Em particular, Obama pediu paciência. Em maio, ele convidou representantes de importantes grupos homossexuais para a Casa Branca. Ele, entretanto, não os recebeu pessoalmente, mas o chefe-adjunto de gabinete da Casa Branca Jim Messina discutiu "estratégias legislativas" com eles.

De acordo com as notícias do site "Politico", um militante recentemente deixou clara a urgência do assunto para Messina num jantar de gala para levantar fundos em Los Angeles, do qual Obama participou. O ativista confrontou Messina no banheiro do Beverly Hills Hilton. Enquanto isso, numa manifestação do outro lado da rua, um grupo protestava a favor de Dan Choi, um linguista do Exército fluente em árabe que estava prestes a ser exonerado por causa de sua homossexualidade.

A falta de sentido do Exército em expulsar um soldado cujas habilidades são extremamente necessárias e difíceis de encontrar não passou despercebida pelo público americano. Uma pesquisa recente da Gallup descobriu que quase 70% dos americanos são a favor de homens e mulheres abertamente homossexuais no serviço militar, e até mesmo a maioria dos conservadores - 58% - não se opõe a soldados declaradamente homossexuais no serviço militar.
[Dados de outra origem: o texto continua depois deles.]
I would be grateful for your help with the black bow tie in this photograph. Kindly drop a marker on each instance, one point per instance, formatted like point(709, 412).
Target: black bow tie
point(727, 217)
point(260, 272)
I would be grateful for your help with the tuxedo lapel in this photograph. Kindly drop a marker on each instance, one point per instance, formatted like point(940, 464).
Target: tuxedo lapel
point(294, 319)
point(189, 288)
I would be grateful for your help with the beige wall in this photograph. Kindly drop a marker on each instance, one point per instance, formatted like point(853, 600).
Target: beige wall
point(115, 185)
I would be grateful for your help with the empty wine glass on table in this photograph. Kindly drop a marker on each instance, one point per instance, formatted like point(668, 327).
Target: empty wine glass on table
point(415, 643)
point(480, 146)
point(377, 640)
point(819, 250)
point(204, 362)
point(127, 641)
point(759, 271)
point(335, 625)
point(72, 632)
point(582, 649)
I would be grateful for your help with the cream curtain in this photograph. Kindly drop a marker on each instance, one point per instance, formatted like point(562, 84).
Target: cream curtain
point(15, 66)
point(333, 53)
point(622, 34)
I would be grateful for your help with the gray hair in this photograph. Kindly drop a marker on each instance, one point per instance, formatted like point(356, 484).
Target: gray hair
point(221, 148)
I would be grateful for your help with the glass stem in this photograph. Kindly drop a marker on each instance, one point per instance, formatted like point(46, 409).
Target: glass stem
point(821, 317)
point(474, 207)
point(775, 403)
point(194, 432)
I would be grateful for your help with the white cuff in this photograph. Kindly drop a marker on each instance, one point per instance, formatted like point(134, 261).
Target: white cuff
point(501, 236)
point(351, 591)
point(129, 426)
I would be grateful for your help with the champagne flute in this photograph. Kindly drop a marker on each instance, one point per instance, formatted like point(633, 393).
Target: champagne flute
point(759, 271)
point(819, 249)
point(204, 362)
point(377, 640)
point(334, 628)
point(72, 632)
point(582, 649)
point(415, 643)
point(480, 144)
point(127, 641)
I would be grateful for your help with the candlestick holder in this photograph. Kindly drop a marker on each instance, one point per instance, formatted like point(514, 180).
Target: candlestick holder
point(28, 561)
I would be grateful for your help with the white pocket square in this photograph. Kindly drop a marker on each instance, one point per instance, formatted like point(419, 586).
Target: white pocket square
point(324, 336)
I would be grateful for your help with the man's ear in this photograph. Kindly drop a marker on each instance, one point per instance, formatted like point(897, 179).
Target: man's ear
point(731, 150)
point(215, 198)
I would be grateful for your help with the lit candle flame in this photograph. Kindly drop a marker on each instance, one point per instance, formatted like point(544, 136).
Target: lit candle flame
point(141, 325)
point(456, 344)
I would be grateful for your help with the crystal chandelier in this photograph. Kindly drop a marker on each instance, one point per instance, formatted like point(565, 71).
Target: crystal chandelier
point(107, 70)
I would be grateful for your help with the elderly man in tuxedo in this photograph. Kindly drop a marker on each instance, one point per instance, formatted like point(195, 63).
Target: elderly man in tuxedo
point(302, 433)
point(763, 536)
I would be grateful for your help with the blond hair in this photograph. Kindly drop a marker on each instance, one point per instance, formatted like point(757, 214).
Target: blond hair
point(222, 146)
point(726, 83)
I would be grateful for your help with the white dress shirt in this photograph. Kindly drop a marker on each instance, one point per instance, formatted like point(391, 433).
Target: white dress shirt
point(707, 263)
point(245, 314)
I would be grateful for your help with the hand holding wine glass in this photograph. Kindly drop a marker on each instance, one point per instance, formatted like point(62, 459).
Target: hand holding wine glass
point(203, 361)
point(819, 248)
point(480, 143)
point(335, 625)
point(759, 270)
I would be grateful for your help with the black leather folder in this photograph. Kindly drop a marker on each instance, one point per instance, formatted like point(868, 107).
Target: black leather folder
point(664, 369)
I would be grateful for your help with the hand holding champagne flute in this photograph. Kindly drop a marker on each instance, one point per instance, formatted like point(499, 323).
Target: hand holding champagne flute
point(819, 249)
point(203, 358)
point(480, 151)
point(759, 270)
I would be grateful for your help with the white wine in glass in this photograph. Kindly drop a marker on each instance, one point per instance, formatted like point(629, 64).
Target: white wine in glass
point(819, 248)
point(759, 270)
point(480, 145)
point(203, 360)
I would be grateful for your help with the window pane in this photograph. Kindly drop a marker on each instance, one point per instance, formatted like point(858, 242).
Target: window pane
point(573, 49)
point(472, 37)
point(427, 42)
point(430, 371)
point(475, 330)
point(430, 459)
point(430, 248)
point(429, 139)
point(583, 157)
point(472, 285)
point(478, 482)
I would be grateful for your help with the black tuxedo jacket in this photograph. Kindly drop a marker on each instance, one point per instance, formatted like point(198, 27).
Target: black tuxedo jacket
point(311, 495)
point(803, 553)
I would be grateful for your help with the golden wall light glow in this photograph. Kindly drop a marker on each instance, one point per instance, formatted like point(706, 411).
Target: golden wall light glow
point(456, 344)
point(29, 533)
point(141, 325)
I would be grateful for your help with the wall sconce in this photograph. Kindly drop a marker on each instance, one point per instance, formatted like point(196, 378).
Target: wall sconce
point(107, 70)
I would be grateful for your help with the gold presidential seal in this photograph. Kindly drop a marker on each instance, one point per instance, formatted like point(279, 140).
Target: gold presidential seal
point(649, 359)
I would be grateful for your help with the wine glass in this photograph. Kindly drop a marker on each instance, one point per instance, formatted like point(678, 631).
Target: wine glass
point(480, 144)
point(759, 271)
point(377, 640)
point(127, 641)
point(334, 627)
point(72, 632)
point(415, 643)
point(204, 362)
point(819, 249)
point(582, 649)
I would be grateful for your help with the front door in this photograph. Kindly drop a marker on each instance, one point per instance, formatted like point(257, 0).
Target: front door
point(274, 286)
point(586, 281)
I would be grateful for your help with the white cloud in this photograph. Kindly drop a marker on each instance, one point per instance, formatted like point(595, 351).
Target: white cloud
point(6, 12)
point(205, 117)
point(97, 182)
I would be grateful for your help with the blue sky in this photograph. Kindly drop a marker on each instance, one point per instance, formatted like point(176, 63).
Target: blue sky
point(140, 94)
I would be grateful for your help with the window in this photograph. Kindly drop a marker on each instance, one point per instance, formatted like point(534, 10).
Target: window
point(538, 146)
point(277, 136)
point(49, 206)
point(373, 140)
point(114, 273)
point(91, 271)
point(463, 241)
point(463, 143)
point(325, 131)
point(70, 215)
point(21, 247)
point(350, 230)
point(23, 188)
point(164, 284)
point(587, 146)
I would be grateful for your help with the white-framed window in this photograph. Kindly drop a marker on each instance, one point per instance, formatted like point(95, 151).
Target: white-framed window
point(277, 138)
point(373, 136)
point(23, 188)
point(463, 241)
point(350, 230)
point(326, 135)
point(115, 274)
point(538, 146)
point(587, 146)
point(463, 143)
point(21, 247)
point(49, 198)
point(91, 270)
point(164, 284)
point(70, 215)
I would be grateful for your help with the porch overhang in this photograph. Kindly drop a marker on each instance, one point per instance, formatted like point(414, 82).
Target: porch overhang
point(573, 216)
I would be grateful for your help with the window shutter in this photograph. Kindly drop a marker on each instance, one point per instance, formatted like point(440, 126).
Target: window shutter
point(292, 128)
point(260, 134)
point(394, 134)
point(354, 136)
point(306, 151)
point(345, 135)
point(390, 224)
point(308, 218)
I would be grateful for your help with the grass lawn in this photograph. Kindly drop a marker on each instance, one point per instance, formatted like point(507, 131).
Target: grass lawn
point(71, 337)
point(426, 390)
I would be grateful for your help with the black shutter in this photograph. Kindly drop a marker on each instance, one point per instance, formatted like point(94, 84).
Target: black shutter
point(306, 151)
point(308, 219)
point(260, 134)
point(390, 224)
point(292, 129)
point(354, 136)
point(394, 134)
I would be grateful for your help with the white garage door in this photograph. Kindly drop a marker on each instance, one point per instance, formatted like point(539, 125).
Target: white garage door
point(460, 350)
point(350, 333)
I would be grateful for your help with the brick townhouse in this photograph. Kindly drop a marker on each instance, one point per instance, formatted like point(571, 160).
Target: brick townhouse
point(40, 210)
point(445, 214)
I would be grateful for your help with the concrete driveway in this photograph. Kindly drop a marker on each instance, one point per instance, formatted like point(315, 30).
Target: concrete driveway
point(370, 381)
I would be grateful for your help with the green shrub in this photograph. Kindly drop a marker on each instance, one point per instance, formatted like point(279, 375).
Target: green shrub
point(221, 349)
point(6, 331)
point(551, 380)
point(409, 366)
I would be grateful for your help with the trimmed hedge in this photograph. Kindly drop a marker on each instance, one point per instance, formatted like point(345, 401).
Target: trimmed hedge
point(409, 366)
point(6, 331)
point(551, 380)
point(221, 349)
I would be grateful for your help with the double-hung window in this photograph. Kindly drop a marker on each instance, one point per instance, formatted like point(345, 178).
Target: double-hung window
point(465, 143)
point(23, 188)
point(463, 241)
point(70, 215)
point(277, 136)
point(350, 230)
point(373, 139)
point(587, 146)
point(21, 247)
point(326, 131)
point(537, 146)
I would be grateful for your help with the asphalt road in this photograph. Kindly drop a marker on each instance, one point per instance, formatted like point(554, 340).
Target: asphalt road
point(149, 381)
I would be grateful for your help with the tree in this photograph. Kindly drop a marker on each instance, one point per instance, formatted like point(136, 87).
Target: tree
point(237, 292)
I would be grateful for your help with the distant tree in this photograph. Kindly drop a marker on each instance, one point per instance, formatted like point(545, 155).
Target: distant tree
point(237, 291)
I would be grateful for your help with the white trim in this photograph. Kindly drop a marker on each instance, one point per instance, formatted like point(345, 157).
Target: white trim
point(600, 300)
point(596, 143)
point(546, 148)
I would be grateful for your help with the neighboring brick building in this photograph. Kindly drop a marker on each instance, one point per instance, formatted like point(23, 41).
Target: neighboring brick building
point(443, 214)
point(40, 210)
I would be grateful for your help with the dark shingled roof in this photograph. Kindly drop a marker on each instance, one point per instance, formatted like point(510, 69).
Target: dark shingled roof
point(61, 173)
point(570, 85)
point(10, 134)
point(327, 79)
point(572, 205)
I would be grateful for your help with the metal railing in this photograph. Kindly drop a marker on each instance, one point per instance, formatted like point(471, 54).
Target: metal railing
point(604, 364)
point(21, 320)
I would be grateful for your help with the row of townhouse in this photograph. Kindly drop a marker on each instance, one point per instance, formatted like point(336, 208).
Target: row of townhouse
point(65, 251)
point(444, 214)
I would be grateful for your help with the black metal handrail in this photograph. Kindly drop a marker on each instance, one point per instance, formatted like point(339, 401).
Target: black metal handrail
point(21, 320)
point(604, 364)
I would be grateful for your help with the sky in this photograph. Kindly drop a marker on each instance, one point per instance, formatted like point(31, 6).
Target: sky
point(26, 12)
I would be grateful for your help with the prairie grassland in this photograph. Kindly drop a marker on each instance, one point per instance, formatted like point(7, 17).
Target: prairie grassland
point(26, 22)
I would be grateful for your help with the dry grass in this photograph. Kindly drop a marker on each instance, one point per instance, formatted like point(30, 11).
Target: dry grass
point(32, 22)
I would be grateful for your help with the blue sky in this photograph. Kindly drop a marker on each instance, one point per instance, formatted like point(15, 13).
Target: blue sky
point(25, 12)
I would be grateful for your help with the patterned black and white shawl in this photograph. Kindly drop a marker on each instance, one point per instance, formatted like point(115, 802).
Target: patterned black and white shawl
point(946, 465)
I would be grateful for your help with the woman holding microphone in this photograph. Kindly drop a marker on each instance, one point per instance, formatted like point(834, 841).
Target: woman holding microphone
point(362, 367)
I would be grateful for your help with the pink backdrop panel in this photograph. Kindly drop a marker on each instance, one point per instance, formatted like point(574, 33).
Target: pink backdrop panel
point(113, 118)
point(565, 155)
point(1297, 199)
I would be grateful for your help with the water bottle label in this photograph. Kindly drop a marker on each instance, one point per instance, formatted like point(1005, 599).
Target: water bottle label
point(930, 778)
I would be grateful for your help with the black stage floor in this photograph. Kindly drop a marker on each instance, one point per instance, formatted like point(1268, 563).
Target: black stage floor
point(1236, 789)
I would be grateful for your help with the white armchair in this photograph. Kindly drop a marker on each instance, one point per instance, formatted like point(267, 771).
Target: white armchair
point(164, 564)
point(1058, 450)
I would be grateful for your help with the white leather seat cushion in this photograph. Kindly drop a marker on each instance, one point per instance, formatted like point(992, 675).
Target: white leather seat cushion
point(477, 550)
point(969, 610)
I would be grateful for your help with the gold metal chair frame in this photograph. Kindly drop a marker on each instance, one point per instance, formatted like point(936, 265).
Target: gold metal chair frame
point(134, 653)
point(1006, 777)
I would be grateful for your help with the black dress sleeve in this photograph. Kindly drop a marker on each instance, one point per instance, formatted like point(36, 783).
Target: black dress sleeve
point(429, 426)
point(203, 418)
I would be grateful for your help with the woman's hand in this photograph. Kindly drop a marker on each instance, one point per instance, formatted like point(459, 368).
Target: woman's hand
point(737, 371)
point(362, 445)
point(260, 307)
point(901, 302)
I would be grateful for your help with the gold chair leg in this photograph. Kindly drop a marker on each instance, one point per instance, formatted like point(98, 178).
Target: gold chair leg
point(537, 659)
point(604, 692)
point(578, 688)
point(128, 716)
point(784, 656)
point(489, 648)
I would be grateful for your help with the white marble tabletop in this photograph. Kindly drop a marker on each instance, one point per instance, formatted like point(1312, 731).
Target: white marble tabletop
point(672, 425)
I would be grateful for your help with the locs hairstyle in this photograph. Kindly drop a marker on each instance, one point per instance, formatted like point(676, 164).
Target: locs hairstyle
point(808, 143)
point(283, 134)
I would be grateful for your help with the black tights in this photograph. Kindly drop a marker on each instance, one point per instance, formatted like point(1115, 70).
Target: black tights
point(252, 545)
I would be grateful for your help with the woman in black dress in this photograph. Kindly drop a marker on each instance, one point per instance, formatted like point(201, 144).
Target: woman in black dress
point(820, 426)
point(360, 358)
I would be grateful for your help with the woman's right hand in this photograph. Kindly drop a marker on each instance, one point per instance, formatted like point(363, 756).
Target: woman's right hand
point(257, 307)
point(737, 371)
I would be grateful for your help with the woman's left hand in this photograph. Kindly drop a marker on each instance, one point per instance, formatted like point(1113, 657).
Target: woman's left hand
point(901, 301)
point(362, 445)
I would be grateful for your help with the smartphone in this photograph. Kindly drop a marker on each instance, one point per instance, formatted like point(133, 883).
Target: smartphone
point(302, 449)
Obama disse que quer eventualmente abolir a política do "não pergunte, não responda" - mas, de acordo com seu assessor Ben LaBolt, "de uma forma sensata que fortaleça nossas Forças Armadas e nossa segurança nacional". LaBolt acrescentou: "Até que o Congresso aprove a legislação banindo a lei, o governo continuará a defender o estatuto quando for desafiado no sistema judiciário."

Rachel Maddow, lésbica assumida e âncora do canal a cabo MSNBC, não está satisfeita com essa postura. Em seu programa, ela mostrou recentemente um vídeo da campanha eleitoral no qual Obam prometeu anular a política de NPNR, dizendo: "tudo o que é necessário é liderança".

As frentes do debate não estão mais divididas entre as linhas partidárias, mas sim entre as gerações. Numa pesquisa da CBS em abril, 42% apoiavam a legalização do casamento de mesmo sexo, 9% a mais do que em março - e quase duas vezes mais pessoas do que em 2004. Entre as pessoas abaixo dos 40 anos - a chamada "geração Obama" - o apoio é de 57%.

Até o ex-vice-presidente Dick Cheney, cuja filha Mary é lésbica, não tem nada contra o casamento gay e diz isso publicamente - o que o torna mais progressista em relação ao assunto do que Obama. E a tentativa mais agressiva de desafiar a proibição ao casamento gay na Suprema Corte parte da aliança entre dois ex-arqui-inimigos políticos: o famoso advogado Ted Olsen, que representou George W. Bush na disputa legal em relação à eleição presidencial contestada de 2000, e seu ex-rival David Boies, que representou Al Gore. "Isso não é uma questão republicana ou democrata", disse Olson ao apresentador da CNN Larry King.

Mas a Casa Branca aparentemente quer lidar primeiro com os assuntos "menores" que dizem respeito à comunidade homossexual, como o fortalecimento das leis contra crimes de segregação e acabar com a proibição de vistos e green cards, e da naturalização para pessoas HIV positivas, que estão em vigor desde a era Reagan.

Mas, para muitas pessoas, isso simplesmente não é suficiente, Obama é um "covarde, um intolerante e um mentiroso patológico", atacou James Pietrangelo, ex-soldado cujo apelo foi recusado pela Suprema Corte, numa entrevista à revista Time.

Pietrangelo disse que Obama gastou mais tempo para escolher seu cachorro Bo e brincar com ele do que trabalhando pelos direitos homossexuais desde que assumiu o poder. "Se houvesse milhões de negros na posição de cidadãos de segunda classe, ou milhões de judeus ou irlandeses, ele teria agido imediatamente."